Je ne suis ni petit ni grand (1M 76), ni maigre ni gros. (74 kilos, également répartis).
J'ai l'oeil sombre et le poil brun, le teint pâle naturellement, un front largedéveloppé, ce qui me donne un air sérieux. J'ai acquis ces dernières années un léger reflet grisé sur les mains  en raison de mes travaux sur les produits dérivés de l'argent, malgré le soin apporté à m'en protéger. Mais je n'ai pas de problèmes de santé, sinon ceux qu'une nuit de sommeil suffit à faire disparaître.Pour me maintenir en bon état, je fréquente deux fois par mois, un établissement spécialisé et légal qui offre des esclaves en bonne condition physique et mentale. Si les victimes de mes chasses sont toujours des hommes,  je ne choisis jamais que des humaines dans ces maisons de rencontres afin de rendre plus plaisant l'apaisement  de mon appétit..
  
Caractère

    


    Je suis très réservé. On me juge même un peu froid et mon air taciturne n'attire pas la sympathie facile. Mais je suis d'humeur tranquille et conciliante dans la vie quotidienne et ceux que je fréquente ont en général une opinion favorable à mon égard. Je suis capable d'attachements durables mais la longueur de nos vies ne peut que conduire les passions à une usure inévitable. Aussi, je suis préparé aux périodes où ma vie affective subit ces changements, et tout se passe en douceur.

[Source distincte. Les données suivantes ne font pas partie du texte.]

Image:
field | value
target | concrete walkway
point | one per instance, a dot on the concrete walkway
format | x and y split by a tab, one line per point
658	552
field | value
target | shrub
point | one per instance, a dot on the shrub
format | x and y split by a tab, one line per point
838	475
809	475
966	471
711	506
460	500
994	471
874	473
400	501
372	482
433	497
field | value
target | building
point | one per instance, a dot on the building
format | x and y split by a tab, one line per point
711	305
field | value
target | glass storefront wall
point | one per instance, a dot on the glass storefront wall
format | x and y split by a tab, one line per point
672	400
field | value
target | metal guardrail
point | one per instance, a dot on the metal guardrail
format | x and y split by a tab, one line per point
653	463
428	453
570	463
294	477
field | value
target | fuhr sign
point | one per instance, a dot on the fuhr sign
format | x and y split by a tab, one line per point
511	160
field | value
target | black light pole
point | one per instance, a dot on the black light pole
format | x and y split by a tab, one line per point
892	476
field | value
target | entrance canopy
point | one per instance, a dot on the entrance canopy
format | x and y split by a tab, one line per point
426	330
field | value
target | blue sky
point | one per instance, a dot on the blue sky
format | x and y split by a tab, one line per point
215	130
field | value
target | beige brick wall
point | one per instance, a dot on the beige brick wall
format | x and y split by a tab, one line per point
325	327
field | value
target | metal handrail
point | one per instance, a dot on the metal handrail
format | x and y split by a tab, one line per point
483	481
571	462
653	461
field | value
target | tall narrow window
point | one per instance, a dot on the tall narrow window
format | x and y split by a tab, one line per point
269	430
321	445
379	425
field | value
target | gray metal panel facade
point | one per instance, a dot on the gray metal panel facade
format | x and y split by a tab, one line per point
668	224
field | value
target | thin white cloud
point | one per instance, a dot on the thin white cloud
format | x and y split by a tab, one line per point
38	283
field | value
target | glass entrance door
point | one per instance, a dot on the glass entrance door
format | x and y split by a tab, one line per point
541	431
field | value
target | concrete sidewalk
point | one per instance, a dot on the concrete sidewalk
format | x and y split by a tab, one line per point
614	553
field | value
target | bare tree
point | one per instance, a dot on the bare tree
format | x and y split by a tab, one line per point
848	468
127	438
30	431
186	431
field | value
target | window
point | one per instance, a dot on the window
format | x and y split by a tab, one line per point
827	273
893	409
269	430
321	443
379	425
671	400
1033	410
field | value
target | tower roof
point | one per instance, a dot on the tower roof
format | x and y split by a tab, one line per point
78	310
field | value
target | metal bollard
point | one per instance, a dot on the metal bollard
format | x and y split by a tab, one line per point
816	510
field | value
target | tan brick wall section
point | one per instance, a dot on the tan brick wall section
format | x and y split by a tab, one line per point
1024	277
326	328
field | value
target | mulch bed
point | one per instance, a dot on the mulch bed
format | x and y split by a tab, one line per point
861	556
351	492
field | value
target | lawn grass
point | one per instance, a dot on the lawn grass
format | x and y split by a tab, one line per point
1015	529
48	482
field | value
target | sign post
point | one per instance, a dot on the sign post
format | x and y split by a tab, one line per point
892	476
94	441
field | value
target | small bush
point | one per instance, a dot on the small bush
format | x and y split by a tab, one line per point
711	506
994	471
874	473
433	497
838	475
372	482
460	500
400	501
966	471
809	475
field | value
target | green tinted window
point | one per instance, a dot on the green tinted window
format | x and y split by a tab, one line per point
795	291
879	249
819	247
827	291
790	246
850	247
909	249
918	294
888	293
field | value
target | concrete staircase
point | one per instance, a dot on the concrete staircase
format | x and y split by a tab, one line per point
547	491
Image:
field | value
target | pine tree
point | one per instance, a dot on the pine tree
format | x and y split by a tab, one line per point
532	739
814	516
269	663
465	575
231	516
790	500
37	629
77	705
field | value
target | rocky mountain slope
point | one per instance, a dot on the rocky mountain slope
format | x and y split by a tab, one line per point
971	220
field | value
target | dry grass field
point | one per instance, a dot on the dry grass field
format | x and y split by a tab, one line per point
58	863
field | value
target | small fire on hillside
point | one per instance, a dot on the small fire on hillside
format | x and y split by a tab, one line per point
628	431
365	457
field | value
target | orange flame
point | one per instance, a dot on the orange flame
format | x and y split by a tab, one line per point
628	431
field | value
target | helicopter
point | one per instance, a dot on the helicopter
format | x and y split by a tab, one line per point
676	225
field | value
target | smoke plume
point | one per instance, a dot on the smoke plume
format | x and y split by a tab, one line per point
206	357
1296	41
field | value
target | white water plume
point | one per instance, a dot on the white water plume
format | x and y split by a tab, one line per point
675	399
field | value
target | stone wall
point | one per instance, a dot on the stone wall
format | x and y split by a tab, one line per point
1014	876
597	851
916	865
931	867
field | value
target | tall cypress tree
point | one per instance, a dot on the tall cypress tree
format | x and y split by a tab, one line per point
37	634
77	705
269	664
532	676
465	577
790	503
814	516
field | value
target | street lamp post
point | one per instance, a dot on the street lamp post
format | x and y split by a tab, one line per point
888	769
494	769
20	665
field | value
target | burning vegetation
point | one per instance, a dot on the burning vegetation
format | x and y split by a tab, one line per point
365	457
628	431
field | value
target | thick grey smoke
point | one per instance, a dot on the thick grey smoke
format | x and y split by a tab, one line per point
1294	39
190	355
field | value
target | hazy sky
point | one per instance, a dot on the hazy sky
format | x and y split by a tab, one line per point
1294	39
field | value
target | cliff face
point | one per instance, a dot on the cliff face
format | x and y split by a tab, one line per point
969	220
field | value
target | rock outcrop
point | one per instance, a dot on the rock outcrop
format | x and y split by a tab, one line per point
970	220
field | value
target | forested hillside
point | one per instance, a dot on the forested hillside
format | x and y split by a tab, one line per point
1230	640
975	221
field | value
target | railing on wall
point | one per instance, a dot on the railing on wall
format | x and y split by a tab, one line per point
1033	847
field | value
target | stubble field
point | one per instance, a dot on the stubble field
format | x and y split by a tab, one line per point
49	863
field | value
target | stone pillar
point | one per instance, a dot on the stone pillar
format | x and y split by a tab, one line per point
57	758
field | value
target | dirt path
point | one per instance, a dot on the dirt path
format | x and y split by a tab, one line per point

Ma transformation en vampire n'a pas vraiment entaché cette égalité d'humeur. Je ne suis qu'assez rarement préoccupé par un besoin urgent de sang. Je veux parler du besoin qui n'est pas seulement celui de se nourrir normalement, en absorbant la quantité de sang exigée par notre nature, mais le besoin irrépressible de chasser et de mordre. Ce rituel ancestral apparaît soudain comme d'une urgence absolue; lui seul pourra pleinement assouvir cette terrible faim qui nous saisit et qui n'est pas seulement celle d'un corps dont les besoins physiologiques se sont extraordinairement réduits, mais le désir de franchir une limite intérieure et d'atteindre un accomplissement de soi sur lequel j'ai intensément réfléchi et que je n'identifie pas clairement. J'ai l'esprit positif et rationnel d'un chercheur scientifique ; mais j'ai le sentiment que ce désir brûlant d'accomplir  un rite de vie qui dépasse à la fois la victime et le sacrificateur, cet élan incontrôlable a une aura que je ne peux qualifier autrement que de sacrée. Je ne la condamne ni ne la recherche. Elle est indissociable du fait même d'être vampire et peut fort bien n'être qu'une réaction purement physiologique.
Mais soucieux des droits de tout être pensant à poursuivre l'exercice de sa conscience, je  veille à ne jamais entraîner dans la mort celui qui participe ainsi à mon exaltation. J'ai toujours avec moi de quoi soigner ma proie blessée et chez moi des produits de substitution. Je ne vais pas interrompre une expérience en cours parce que j'ai faim. Humain, j'ai vécu des semaines en avalant de mauvais sandwiches, assis sur le bord d'une paillasse entre un bec Bunsen et un chromatographe.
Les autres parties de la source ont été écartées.